MCPSERV.CLUB
n-r-w

KnowledgeGraph MCP Server

MCP Server

Persistent memory for LLMs with a knowledge graph

Active(75)
12stars
1views
Updated Sep 19, 2025

About

The KnowledgeGraph MCP Server gives Claude, VS Code and other LLM clients persistent memory across conversations. It stores user, project, and preference data in a graph database with optional PostgreSQL or SQLite backends.

Capabilities

Resources
Access data sources
Tools
Execute functions
Prompts
Pre-built templates
Sampling
AI model interactions

KnowledgeGraph MCP Server

Overview

The KnowledgeGraph MCP Server gives large‑language models persistent, structured memory that can be queried across multiple conversations. By storing facts about a user, their projects, and preferences in an underlying graph database, the server eliminates the need for the assistant to relearn context each time a session starts. This continuity is especially valuable in professional settings where assistants must remember code bases, design decisions, or client requirements over weeks or months.

What the Server Solves

Traditional chat‑based AI tools treat each session as stateless; any knowledge gleaned during a conversation is lost once the user closes the window. For developers, this means repeated explanations of project structure or recurring preferences that should be remembered by the assistant. The KnowledgeGraph MCP Server addresses this gap by providing a durable, queryable knowledge base that the AI can reference whenever it needs to recall earlier information. It bridges the “memory” problem, allowing assistants like Claude or VS Code extensions to act as a true knowledge companion rather than a transient chatbot.

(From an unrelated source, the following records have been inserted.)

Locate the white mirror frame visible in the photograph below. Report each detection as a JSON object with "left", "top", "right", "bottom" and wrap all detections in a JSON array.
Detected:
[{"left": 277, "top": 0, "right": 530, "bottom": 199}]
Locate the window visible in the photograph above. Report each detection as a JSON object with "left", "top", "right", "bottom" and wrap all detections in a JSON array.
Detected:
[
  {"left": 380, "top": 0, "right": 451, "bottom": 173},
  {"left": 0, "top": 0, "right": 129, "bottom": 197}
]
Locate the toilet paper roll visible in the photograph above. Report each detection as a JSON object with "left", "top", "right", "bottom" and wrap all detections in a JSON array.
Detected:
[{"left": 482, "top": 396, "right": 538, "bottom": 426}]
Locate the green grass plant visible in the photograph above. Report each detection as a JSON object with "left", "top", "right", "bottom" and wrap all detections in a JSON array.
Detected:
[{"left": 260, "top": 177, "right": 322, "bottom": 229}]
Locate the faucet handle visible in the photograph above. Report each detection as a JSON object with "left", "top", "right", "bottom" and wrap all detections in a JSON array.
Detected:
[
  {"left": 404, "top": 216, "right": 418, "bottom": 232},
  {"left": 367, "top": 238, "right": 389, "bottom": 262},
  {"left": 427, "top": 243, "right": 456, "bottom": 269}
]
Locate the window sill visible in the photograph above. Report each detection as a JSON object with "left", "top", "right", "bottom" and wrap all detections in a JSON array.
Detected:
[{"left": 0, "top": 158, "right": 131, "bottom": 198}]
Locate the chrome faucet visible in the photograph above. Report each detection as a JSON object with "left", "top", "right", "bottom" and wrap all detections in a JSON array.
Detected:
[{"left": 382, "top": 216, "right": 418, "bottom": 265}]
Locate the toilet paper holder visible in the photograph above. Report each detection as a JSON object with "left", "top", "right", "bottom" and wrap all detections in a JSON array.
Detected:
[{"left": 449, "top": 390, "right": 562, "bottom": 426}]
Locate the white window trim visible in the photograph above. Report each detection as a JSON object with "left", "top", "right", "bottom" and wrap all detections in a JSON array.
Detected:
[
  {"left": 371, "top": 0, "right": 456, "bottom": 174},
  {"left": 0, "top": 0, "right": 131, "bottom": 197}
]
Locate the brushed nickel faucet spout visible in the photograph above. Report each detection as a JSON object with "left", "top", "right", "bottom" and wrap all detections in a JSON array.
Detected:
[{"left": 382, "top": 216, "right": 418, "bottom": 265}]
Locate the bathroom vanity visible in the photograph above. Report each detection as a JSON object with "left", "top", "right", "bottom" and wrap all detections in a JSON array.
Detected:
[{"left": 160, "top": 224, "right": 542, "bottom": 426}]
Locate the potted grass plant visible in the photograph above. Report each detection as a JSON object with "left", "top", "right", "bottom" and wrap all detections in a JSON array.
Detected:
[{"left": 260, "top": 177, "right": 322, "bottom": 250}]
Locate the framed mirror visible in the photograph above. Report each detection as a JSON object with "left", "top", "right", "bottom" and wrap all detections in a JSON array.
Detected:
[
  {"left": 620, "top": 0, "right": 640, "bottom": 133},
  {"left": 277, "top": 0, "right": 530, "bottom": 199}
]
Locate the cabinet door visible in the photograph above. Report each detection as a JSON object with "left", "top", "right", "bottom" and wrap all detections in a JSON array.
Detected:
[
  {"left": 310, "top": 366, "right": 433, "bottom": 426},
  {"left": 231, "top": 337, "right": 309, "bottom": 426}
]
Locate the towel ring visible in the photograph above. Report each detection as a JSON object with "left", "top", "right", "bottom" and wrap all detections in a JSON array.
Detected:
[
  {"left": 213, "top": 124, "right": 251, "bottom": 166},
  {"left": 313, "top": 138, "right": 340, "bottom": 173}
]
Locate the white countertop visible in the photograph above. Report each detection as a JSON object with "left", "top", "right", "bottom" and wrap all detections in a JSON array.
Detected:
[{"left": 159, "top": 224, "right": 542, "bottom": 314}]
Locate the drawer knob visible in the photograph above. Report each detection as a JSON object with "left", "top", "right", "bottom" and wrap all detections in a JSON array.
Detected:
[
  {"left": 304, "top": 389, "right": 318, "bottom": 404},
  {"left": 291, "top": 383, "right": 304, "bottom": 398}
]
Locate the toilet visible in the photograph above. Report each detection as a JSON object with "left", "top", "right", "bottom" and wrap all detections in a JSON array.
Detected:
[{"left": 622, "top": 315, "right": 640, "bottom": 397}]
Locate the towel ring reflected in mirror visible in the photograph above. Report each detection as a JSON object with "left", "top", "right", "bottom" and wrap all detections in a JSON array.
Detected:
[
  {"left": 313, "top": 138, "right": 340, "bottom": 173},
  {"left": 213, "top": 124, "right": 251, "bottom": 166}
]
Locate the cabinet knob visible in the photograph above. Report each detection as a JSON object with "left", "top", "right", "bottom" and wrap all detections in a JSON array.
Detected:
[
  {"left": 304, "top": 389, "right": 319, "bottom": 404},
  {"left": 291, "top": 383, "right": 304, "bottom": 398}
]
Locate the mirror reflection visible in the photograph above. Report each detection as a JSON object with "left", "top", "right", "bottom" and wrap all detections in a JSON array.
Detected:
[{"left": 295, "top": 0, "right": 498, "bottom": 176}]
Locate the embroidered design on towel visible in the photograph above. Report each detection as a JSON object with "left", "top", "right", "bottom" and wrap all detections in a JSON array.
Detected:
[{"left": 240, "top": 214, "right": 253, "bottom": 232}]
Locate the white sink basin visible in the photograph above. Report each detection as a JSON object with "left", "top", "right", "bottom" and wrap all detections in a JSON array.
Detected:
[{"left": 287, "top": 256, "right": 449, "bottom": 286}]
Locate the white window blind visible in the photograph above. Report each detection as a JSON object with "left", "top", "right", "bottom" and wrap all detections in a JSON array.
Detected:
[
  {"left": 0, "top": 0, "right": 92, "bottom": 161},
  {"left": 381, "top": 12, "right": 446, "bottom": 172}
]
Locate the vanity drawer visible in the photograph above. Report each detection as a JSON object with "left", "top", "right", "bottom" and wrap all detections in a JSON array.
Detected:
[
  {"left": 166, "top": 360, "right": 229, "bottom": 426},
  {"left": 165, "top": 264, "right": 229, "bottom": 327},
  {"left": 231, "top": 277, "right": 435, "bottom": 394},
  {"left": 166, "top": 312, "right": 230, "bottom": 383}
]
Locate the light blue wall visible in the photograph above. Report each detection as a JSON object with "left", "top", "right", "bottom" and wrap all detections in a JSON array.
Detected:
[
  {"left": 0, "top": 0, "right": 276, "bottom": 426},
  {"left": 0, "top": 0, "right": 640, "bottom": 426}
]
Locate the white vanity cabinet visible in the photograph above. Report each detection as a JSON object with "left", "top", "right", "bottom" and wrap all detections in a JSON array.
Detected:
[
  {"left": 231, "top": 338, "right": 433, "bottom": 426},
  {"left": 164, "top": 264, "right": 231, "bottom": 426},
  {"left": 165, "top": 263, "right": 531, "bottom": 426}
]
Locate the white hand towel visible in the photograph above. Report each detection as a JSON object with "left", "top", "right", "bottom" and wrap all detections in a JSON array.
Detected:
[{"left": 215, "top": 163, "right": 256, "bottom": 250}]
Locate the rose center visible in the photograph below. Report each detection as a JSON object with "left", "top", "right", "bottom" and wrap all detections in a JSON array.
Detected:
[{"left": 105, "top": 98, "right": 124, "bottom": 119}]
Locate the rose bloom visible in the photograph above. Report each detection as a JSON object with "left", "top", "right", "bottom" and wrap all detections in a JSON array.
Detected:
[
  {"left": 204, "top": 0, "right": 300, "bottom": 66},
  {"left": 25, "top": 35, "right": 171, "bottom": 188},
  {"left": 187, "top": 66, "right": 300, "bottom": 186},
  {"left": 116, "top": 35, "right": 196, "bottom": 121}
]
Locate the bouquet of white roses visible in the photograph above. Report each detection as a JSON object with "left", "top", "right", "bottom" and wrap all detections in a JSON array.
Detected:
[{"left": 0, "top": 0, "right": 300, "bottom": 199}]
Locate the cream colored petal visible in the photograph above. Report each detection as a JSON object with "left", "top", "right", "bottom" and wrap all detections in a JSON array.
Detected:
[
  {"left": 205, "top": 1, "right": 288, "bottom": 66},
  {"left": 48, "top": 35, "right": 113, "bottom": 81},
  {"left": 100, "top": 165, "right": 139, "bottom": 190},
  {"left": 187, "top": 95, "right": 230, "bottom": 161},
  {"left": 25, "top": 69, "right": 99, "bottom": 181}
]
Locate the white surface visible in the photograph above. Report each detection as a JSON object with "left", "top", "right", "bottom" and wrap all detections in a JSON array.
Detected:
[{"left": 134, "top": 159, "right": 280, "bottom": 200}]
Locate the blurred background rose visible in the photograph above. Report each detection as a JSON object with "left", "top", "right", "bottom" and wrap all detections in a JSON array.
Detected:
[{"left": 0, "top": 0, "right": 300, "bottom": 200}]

Core Functionality and Value

At its heart, the server exposes an MCP interface that lets clients perform CRUD operations on a graph of entities and relationships. Developers can add nodes representing code files, modules, or concepts, and link them with edges that capture dependencies or usage patterns. When a user asks the assistant to “show me all files that depend on ,” the server quickly returns relevant nodes, enabling precise, context‑aware responses. This graph approach also supports fuzzy search and pagination, making navigation through large knowledge bases efficient and user‑friendly.

Key Features

  • Multiple Storage Backends: Choose between a lightweight SQLite file for local or prototyping use, or a scalable PostgreSQL database for production workloads and multi‑user environments.
  • Project Isolation: The server automatically detects project boundaries from prompts, keeping each project’s data separate and preventing cross‑talk between unrelated contexts.
  • Rich Search Capabilities: Fuzzy matching allows users to retrieve information even with partial or misspelled queries, while pagination keeps responses manageable.
  • Simple Integration: Both Claude Desktop and VS Code provide straightforward configuration snippets, enabling developers to plug the server into their existing workflows without code changes.

Real‑World Use Cases

  • Software Development: An assistant can remember the architecture of a codebase, suggest refactorings, or recall bug‑fix history across sessions.
  • Project Management: Teams can store meeting notes, action items, and deadlines in the graph, allowing the AI to surface reminders or update status reports automatically.
  • Research Collaboration: Researchers can persist experimental setups, datasets, and results, enabling the assistant to assist with reproducibility checks or literature reviews.
  • Personal Knowledge Management: Individuals can build a personal knowledge graph of hobbies, learning goals, or travel plans that the assistant references whenever they need reminders.

Integration into AI Workflows

Developers embed the KnowledgeGraph MCP Server into their toolchains by adding it as an MCP server in Claude or VS Code configuration files. Once connected, the assistant can issue “find,” “add,” or “update” commands as part of its natural language dialogue. Because the server’s responses are standardized, developers can also build custom prompts that instruct the AI to query the graph before formulating an answer, ensuring consistency and reducing hallucinations. The server’s stateless API also allows scaling to multiple assistants or users by simply pointing each client to the same database instance.

Unique Advantages

The combination of a graph data model with MCP integration gives this server a distinctive edge. Unlike flat key‑value stores, the graph structure naturally captures relationships—critical for code dependencies or organizational hierarchies. Coupled with fuzzy search, it delivers a highly intuitive experience for developers who need to retrieve complex context quickly. Additionally, the dual‑backend strategy ensures that both hobbyists and enterprise teams can adopt the solution at a level that matches their operational needs without compromising on performance or scalability.